Online
Mar 10, 2022
4:00 PM (GMT-5)
Host:
Toronto Public Library and Ryerson University
The Covid-19 pandemic has posed the greatest test of international solidarity in many decades. At the outset, the political leaders of many western democracies pledged, ‘we are all in this together’. Yet the pandemic has imposed a severely unequal toll within societies and across the world. In advanced industrialized democracies, Covid-19 has exposed the special vulnerability of the elderly, frontline workers with precarious contracts and inadequate social protection, and ethnic and racial minorities. Their counterparts in the global South have suffered even greater challenges. The greater prevalence of informal work, weaker health systems and strained public finances limited the capacity of many governments in Latin America, Asia and Africa to respond adequately. Persistent vaccine nationalism by rich northern democracies has created gross inequities in the manufacturing and distribution of tests, medicines and vaccines. Many poorer countries, whose citizens still await their first dose, now face a looming debt crisis.

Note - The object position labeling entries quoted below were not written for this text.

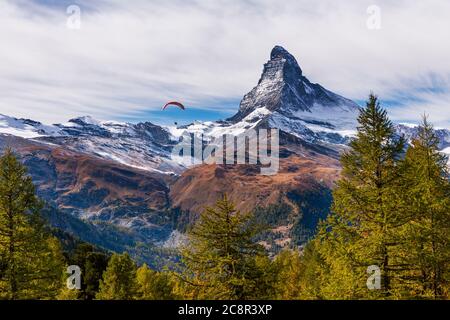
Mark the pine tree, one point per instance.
(119, 279)
(426, 243)
(31, 260)
(153, 285)
(366, 214)
(222, 260)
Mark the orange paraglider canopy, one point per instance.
(174, 103)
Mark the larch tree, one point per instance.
(426, 243)
(366, 214)
(31, 262)
(119, 279)
(221, 259)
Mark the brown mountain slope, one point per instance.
(90, 187)
(202, 185)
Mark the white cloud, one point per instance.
(134, 55)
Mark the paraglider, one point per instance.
(174, 103)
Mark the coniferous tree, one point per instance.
(222, 260)
(426, 243)
(31, 260)
(153, 285)
(119, 279)
(366, 214)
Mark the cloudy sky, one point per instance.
(129, 57)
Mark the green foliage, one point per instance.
(389, 210)
(119, 279)
(92, 263)
(31, 260)
(153, 285)
(425, 239)
(222, 260)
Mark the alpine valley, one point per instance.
(116, 185)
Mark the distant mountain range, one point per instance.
(111, 180)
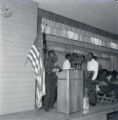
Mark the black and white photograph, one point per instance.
(58, 59)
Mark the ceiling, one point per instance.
(102, 14)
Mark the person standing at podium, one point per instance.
(50, 80)
(92, 67)
(66, 64)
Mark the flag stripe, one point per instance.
(35, 58)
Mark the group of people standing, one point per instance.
(90, 66)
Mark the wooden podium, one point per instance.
(70, 91)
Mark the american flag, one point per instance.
(35, 56)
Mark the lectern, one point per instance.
(70, 91)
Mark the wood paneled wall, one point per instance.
(17, 33)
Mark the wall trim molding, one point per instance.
(64, 20)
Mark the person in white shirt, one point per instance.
(92, 68)
(66, 64)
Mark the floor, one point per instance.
(54, 115)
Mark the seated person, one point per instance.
(66, 64)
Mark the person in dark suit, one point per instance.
(92, 68)
(50, 80)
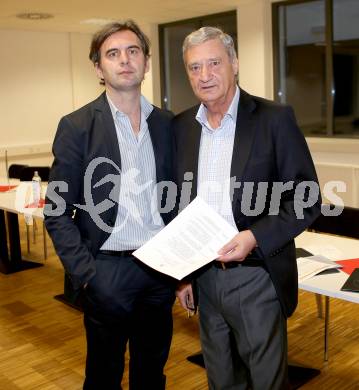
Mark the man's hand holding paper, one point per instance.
(192, 240)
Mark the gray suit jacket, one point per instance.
(268, 147)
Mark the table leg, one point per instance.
(326, 329)
(10, 259)
(4, 256)
(14, 239)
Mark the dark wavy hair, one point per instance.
(100, 36)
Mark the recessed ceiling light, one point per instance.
(34, 16)
(97, 21)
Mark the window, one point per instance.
(316, 64)
(176, 92)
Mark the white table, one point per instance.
(335, 248)
(11, 204)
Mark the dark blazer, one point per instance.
(268, 147)
(82, 136)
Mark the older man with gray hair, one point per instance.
(246, 295)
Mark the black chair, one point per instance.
(26, 174)
(346, 225)
(14, 171)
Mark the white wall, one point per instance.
(43, 77)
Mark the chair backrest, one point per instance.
(27, 173)
(15, 170)
(346, 224)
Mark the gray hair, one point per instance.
(205, 34)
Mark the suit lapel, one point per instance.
(155, 128)
(109, 129)
(192, 142)
(243, 138)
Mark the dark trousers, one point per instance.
(243, 330)
(127, 302)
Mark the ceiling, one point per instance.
(70, 15)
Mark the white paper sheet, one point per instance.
(189, 242)
(313, 265)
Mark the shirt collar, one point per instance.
(232, 111)
(146, 107)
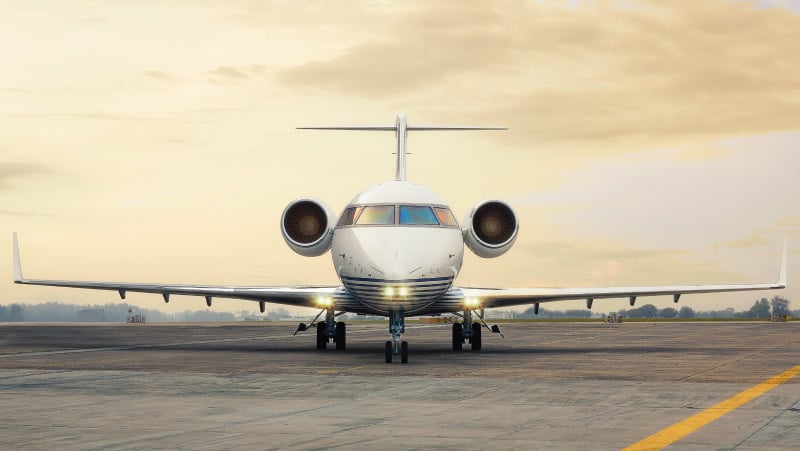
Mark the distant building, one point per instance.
(91, 315)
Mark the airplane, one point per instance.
(397, 250)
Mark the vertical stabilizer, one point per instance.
(17, 265)
(402, 136)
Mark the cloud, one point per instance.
(748, 242)
(160, 76)
(647, 73)
(232, 74)
(11, 171)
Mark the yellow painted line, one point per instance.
(683, 428)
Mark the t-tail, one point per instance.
(401, 129)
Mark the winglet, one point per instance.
(17, 267)
(782, 278)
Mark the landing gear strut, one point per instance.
(471, 330)
(327, 330)
(394, 347)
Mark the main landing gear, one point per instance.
(328, 330)
(471, 331)
(397, 326)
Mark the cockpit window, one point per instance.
(445, 216)
(417, 215)
(377, 215)
(349, 216)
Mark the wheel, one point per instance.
(322, 336)
(388, 352)
(341, 336)
(476, 337)
(458, 336)
(404, 352)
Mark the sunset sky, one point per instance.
(649, 142)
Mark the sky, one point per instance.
(649, 142)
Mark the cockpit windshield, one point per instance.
(445, 216)
(417, 215)
(377, 215)
(406, 215)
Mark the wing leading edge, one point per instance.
(301, 296)
(507, 297)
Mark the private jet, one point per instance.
(397, 249)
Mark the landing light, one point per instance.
(323, 301)
(472, 302)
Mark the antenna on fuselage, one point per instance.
(401, 129)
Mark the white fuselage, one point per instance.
(397, 247)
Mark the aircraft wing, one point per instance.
(298, 296)
(507, 297)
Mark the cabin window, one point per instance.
(417, 215)
(349, 216)
(445, 216)
(377, 215)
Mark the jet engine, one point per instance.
(490, 229)
(307, 227)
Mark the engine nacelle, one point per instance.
(490, 229)
(307, 227)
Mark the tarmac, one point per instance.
(255, 386)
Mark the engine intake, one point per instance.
(490, 229)
(307, 227)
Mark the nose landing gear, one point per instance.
(395, 346)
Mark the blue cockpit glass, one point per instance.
(377, 215)
(417, 215)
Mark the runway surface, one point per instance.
(254, 385)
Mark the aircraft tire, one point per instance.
(341, 336)
(388, 353)
(404, 352)
(476, 337)
(458, 336)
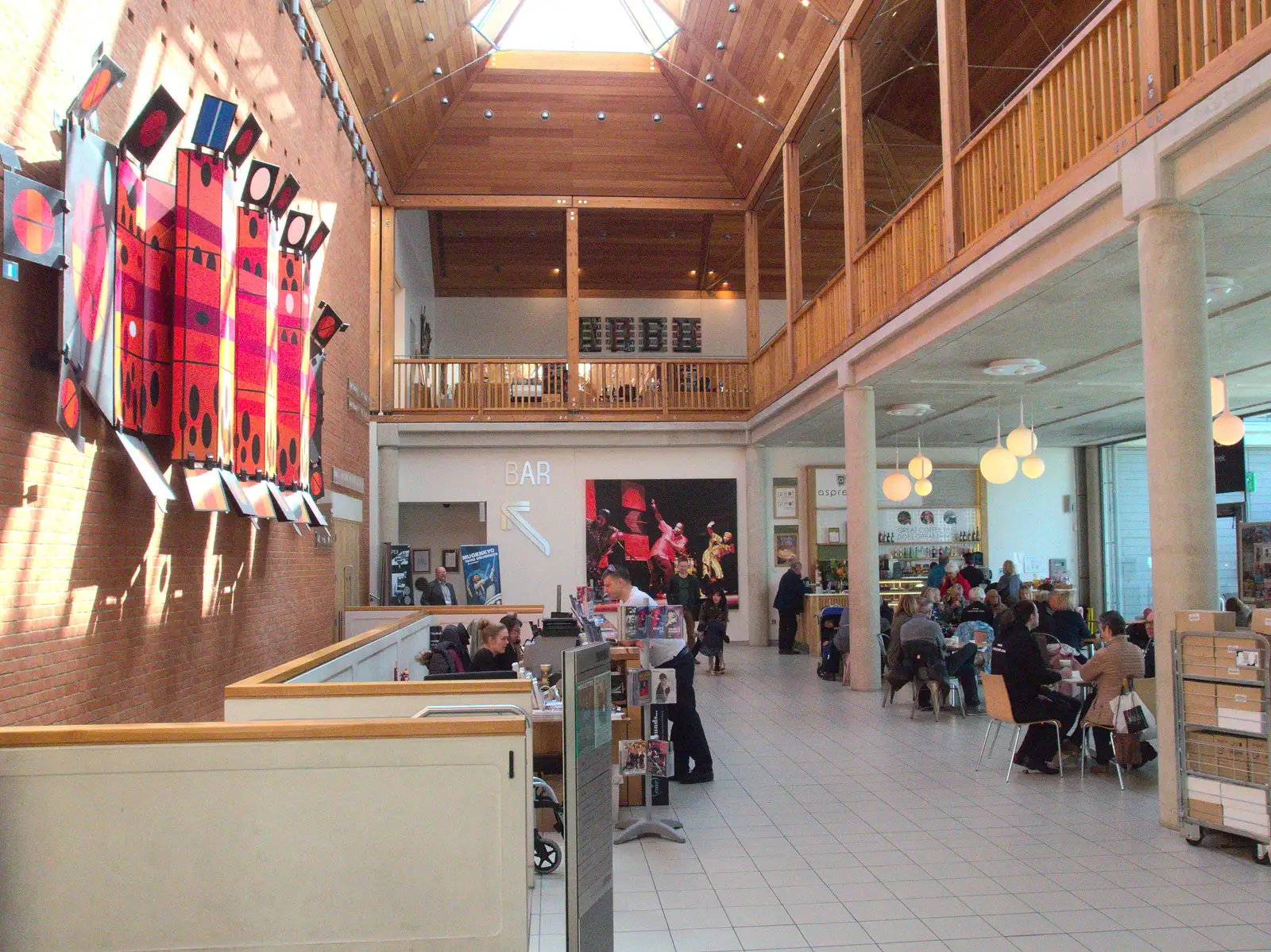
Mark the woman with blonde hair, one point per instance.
(493, 655)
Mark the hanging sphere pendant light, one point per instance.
(1022, 441)
(999, 464)
(1228, 427)
(896, 487)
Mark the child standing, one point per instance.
(713, 624)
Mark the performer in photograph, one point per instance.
(718, 547)
(664, 553)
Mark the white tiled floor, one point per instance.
(836, 824)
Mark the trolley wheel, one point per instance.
(547, 856)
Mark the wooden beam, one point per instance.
(388, 317)
(955, 112)
(571, 302)
(794, 245)
(753, 332)
(703, 256)
(851, 108)
(853, 25)
(373, 372)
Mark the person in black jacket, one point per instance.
(790, 605)
(1018, 660)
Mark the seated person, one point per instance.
(1107, 670)
(978, 609)
(959, 664)
(493, 655)
(1020, 661)
(1067, 623)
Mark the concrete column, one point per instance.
(758, 550)
(391, 525)
(1180, 446)
(862, 467)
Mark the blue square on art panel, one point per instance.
(215, 118)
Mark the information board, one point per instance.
(589, 844)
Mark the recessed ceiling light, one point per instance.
(910, 410)
(1014, 366)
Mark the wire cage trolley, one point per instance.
(1222, 716)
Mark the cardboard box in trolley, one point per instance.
(1203, 620)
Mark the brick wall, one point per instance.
(111, 611)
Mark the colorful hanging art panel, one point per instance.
(197, 313)
(88, 283)
(156, 306)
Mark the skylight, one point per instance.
(581, 25)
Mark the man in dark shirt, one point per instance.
(790, 605)
(1018, 660)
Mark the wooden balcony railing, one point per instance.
(512, 388)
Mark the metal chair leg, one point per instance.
(1014, 746)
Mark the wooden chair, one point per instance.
(998, 704)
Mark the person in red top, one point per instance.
(664, 553)
(952, 577)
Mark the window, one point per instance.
(578, 25)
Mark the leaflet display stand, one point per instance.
(648, 825)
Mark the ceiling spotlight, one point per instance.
(1014, 366)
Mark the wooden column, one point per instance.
(571, 302)
(955, 111)
(853, 165)
(794, 247)
(373, 376)
(753, 333)
(388, 317)
(1158, 51)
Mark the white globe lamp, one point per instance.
(999, 464)
(1022, 441)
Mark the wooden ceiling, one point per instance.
(429, 148)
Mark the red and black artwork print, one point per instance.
(197, 313)
(292, 355)
(252, 346)
(88, 283)
(129, 296)
(156, 306)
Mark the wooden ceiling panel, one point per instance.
(572, 152)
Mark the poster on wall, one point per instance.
(646, 525)
(1255, 557)
(785, 497)
(785, 545)
(481, 575)
(400, 576)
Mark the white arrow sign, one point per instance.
(512, 511)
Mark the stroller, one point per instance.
(547, 854)
(830, 666)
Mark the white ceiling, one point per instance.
(1084, 323)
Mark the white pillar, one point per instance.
(1180, 446)
(862, 467)
(758, 549)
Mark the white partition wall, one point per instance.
(261, 837)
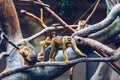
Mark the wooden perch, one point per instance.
(63, 23)
(103, 50)
(38, 64)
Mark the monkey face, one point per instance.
(68, 41)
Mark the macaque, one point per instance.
(81, 24)
(43, 45)
(63, 42)
(28, 54)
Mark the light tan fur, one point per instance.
(64, 43)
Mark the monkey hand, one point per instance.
(66, 61)
(84, 55)
(40, 57)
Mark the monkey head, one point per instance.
(68, 41)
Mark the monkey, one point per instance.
(63, 42)
(43, 45)
(28, 54)
(81, 24)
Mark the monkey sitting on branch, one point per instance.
(28, 54)
(63, 42)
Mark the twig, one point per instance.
(93, 11)
(44, 31)
(38, 64)
(63, 23)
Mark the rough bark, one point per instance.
(14, 60)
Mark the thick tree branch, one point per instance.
(103, 50)
(21, 69)
(115, 12)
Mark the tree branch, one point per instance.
(39, 64)
(103, 50)
(115, 12)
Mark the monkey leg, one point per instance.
(74, 47)
(65, 56)
(41, 54)
(51, 53)
(55, 53)
(71, 73)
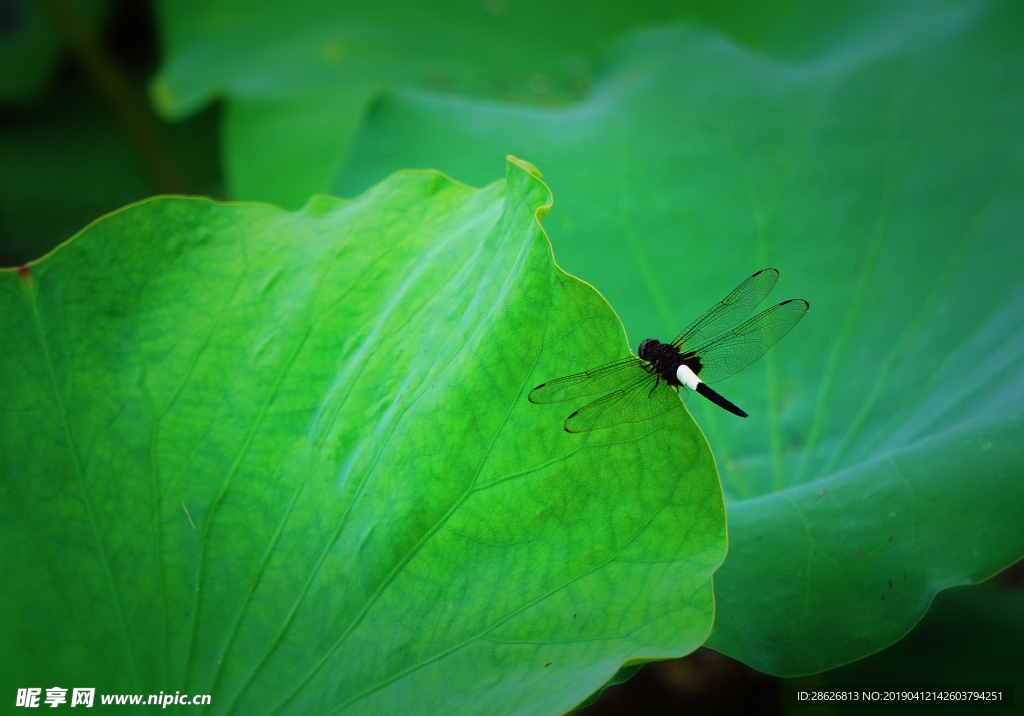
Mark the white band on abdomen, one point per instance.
(687, 377)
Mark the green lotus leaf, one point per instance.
(287, 460)
(884, 176)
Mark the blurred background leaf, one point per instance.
(31, 46)
(67, 155)
(296, 78)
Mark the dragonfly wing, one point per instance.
(736, 349)
(603, 379)
(733, 308)
(641, 399)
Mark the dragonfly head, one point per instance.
(646, 346)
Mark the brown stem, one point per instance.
(114, 85)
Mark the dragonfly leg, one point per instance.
(657, 382)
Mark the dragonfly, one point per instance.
(710, 349)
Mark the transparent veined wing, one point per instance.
(610, 376)
(731, 352)
(730, 310)
(645, 397)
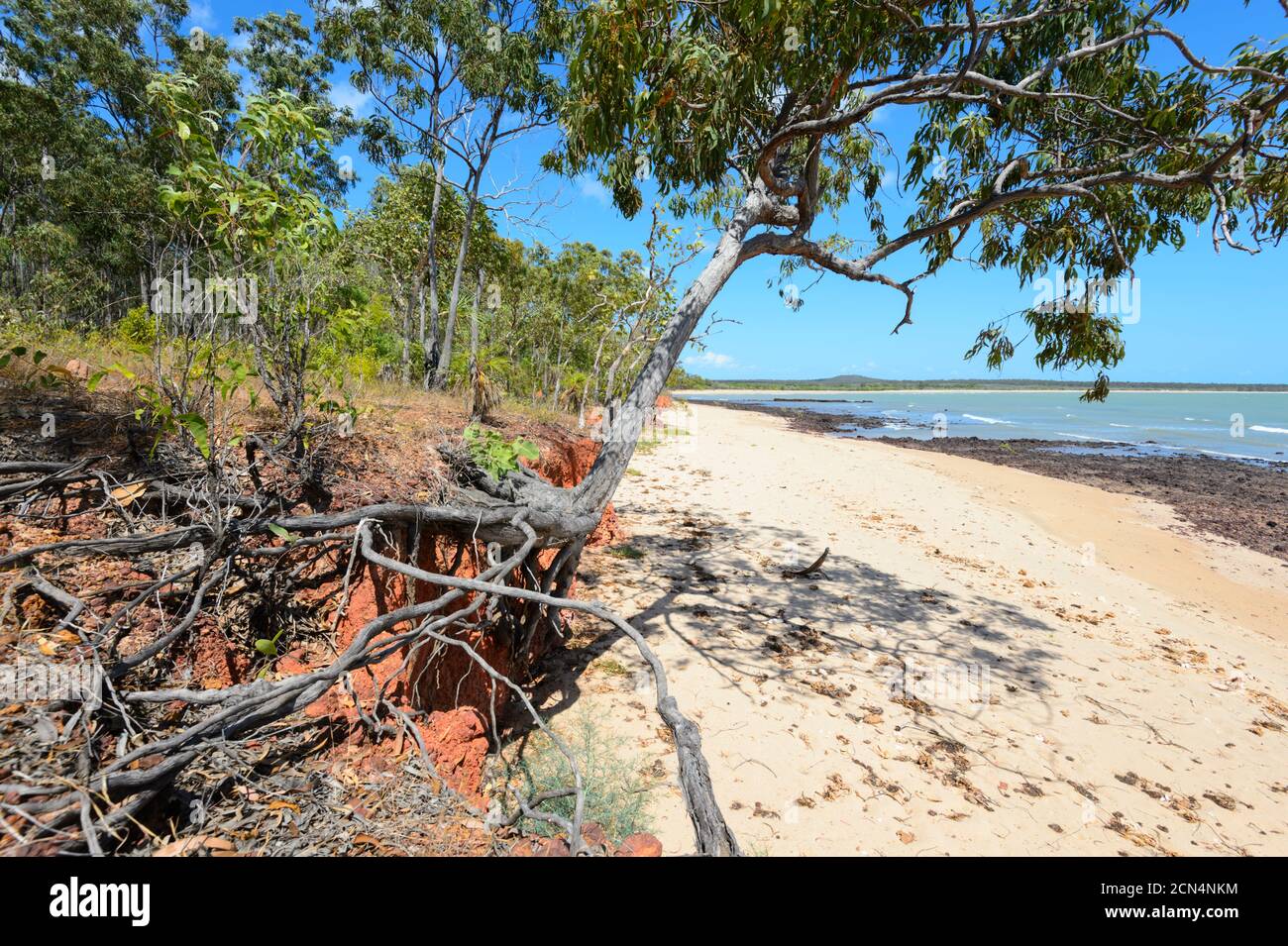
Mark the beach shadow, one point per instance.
(712, 587)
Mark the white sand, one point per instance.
(1091, 674)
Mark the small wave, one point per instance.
(1232, 456)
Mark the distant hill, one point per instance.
(862, 382)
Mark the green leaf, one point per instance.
(196, 425)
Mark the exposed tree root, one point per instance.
(236, 540)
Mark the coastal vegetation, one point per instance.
(200, 332)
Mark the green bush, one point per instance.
(138, 328)
(617, 795)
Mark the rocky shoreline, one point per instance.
(1241, 502)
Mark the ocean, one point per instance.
(1250, 426)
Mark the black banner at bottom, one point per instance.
(146, 897)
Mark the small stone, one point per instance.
(640, 846)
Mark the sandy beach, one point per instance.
(990, 662)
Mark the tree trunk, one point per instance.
(445, 361)
(600, 482)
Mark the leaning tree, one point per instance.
(1047, 134)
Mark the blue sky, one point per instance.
(1202, 317)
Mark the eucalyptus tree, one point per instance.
(279, 55)
(1046, 136)
(454, 82)
(80, 147)
(391, 236)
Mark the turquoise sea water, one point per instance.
(1231, 425)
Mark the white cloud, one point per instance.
(344, 95)
(709, 360)
(595, 190)
(201, 13)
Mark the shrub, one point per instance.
(616, 793)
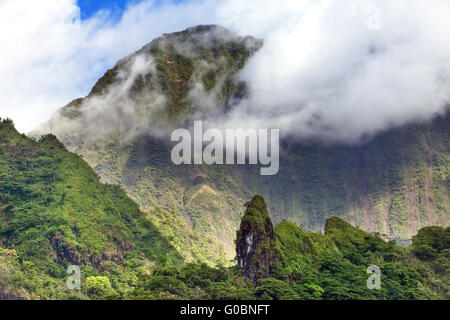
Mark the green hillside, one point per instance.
(54, 212)
(307, 265)
(394, 184)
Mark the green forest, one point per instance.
(55, 212)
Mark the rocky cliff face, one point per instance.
(395, 184)
(255, 241)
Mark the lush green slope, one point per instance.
(395, 184)
(54, 212)
(311, 265)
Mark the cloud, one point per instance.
(343, 71)
(338, 71)
(49, 56)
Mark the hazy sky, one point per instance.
(339, 70)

What explains these severe global inequities? To what extent does the trajectory of the pandemic reflect deeper structural imbalances in the world political economy and the regimes that govern it? And what reforms are necessary to create a more just international order?
The renowned feminist development economist and CEPR Senior Research Fellow Jayati Ghosh addresses these questions in conversation with Sanjay Ruparelia.